Many of your comments seem to be related to how easy the spread of information by the internet has increased pressure. I agree with you that, since 2004/2005 when this forum "took off" interest in PC did also. But even before then you had FF backed up, waiting for someone to leave a hot spot so they could step in.
We have 4.5 miles of creek, 80% of the Yolo side (almost all of it public property) has blocked bank access due to overgrowth of Himalayan Blackberry. Some of the Solano side is privately owned, but public access areas there have the same problem. In those stretches where if the public had increased access by removing a highly invasive non native plant and replacing it with native grasses or shrubs or trees, wouldn't it improve the experience of FF and gear fishers and the growing numbers of non fishing users that hike, picnic or otherwise enjoy the creek? And spread out the pressure? I don't see the downside there because the pressure on the resource is not going to abate.

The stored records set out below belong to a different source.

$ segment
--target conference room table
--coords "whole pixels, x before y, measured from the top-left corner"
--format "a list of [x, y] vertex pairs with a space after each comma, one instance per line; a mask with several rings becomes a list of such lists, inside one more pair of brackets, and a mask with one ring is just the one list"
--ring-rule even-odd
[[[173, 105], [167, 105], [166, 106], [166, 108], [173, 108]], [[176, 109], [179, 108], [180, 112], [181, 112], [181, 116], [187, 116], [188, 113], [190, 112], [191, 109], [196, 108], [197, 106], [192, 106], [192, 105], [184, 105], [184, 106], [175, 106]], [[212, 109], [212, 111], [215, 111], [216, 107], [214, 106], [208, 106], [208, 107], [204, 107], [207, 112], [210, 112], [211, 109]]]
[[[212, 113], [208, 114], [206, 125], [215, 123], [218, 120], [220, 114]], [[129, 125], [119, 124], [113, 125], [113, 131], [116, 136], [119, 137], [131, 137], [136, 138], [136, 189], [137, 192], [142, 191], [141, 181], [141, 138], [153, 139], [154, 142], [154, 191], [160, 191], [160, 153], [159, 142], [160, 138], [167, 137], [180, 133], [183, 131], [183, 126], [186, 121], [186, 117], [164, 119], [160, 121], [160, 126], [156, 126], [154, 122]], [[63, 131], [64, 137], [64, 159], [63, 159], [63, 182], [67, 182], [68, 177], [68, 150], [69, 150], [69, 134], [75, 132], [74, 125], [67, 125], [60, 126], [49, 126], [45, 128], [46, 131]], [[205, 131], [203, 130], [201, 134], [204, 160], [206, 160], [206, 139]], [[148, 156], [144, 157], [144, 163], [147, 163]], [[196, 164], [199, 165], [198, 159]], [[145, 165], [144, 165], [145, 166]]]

I will repeat what I believe: this is a unique and rare local natural resource that can support a healthy trophy wild trout fishery in the face of heavy fishing pressure derived from the current 7-10 million people living within 2 hours drive, and in the face of often daunting negative environmental impacts. It has survived for 60 years under all kinds of pressure. It deserves to be treated well and protected for those that come after us. That's what people of good will do.
-- Edited by SK60 on Sunday 28th of January 2018 01:17:20 PM
Good points on the lack of every five year high velocities flushing Sk. Obviously Mother Nature cannot be controlled.
I am no biologist, but I would question whether hatchery fish always displace wild fish from prime lies. Maybe that point could be argued. My experience at Putah was in certain areas the hatchery guys were almost nonexistent. Even in prime pools I have often weeded out five or six then hooked a nice big native. I am not qualified as a fisheries biologist but my experience has not been that in a spot where you get the hatcheries there’s no natives on the creek.
I liked your comment on genetics of hatchery fish.
I think certain areas being difficult to acces is like having a closed to hunting zone in your hunting club. Game can go there and be left alone. However the point you make is logically consistent as well; the creeks pressure ain’t goin away anytime soon. I haven’t really been over there much so can’t comment on how thick blackberries are in there currently. I guess I could recant my position on that. If you can’t beat em enable em!
I like your closing as well.
I’m just cranky about free flow of information on the internet by people who had no forethought as to the effects or whose primary concern was making a few bucks. I’ve had spots I used to go basically anytime for specific outdoor recreation basically totally overrun to the point I have trouble even parking when in the past often you could have time there with just a few folks. Stupid people publicizing good things have ruined certain aspects of my life. I used to have a weather radio and a book with data I used for determining recreation quality. Now you just go on a website and look. People don’t appreciate that. Combine that with mlpa areas and family fishing tradition of over half a century has been shutdown by the politicos. Waaah yes I am crying.
Going forward you guys have the right idea about protecting and rehabilitating what’s left of Putah and yes on the trash thing. Can’t argue with your last point at all. If we simply assume it’s too late to ever prevent pressure which is true then it is what it is.
Are you referring to the collapsing bank at the lower parking lot? That needs to be addressed or it could dump tons of mud into the creek. It's a safety hazard as well.